By Roberto Capocelli

Larry White is an old man now, but still remembers his time when he growing up in Bedford-Stuyvesant. It was back before Bed-Stuy Do or Die was known as the hot gentrifying neighborhood in Brooklyn. As a kid, while other children were playing basketball he used to stick-up the A&P supermarkets in his area.

“I didn’t have any plans other than you make money and you hustle,” he said.

He spent most of his childhood and young adult life just like that, hustling. Then, one day back in 1976, on Monday April 12, White and a group of acquaintances raided the New Amsterdam cinema on 42nd, just off Times Square. It should have been an easy $80,000 job — that’s $340,000 in today’s dollars — but everything could go wrong did.

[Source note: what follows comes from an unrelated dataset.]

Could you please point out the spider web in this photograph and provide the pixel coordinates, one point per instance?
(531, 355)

During the botched robbery two security guards were killed by White’s accomplice. The day of the heist the cinema was featuring the film “The Getaway,” in which Steve McQueen plays the role of a prisoner who, despite being refused parole, manages to regain his freedom thanks to the help of a partner. In return for his help the partner wants support for one last bank heist.

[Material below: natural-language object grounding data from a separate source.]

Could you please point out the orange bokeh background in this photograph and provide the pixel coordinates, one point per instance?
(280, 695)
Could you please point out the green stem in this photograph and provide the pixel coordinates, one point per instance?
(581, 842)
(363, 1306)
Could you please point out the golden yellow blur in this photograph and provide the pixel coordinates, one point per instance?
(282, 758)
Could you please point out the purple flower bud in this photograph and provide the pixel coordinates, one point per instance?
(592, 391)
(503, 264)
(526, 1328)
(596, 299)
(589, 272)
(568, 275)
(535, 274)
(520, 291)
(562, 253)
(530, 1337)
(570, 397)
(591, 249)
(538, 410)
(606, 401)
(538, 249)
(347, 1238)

He did not know it that day while the heist turned into a double murder, but the movie on the marquee would presage White’s life.

White was arrested for his role in the killings, tried, and sentenced to 25 years to life. While still at Rikers Island, he tried to escape cutting the bars of his cell but the attempt failed and he went back to prison. He became a model prisoner, working as an editor at the prison newspaper and attending the rehabilitation programs
But it was not enough for three parole boards.

Despite his excellent record as an inmate White was denied parole for three times and spent additional seven years in prison.

In 2007, White regained his freedom after finally getting approved for parole. Now, instead of just looking back on his life he tries to use it’s hard lessons to help other people looking to turn their lives around. Today he is a consultant for the American Friends Service Committee and runs the program Hope Lives for Lifers to help inmates to cope within the prison system and to prepare them for the parole board hearings.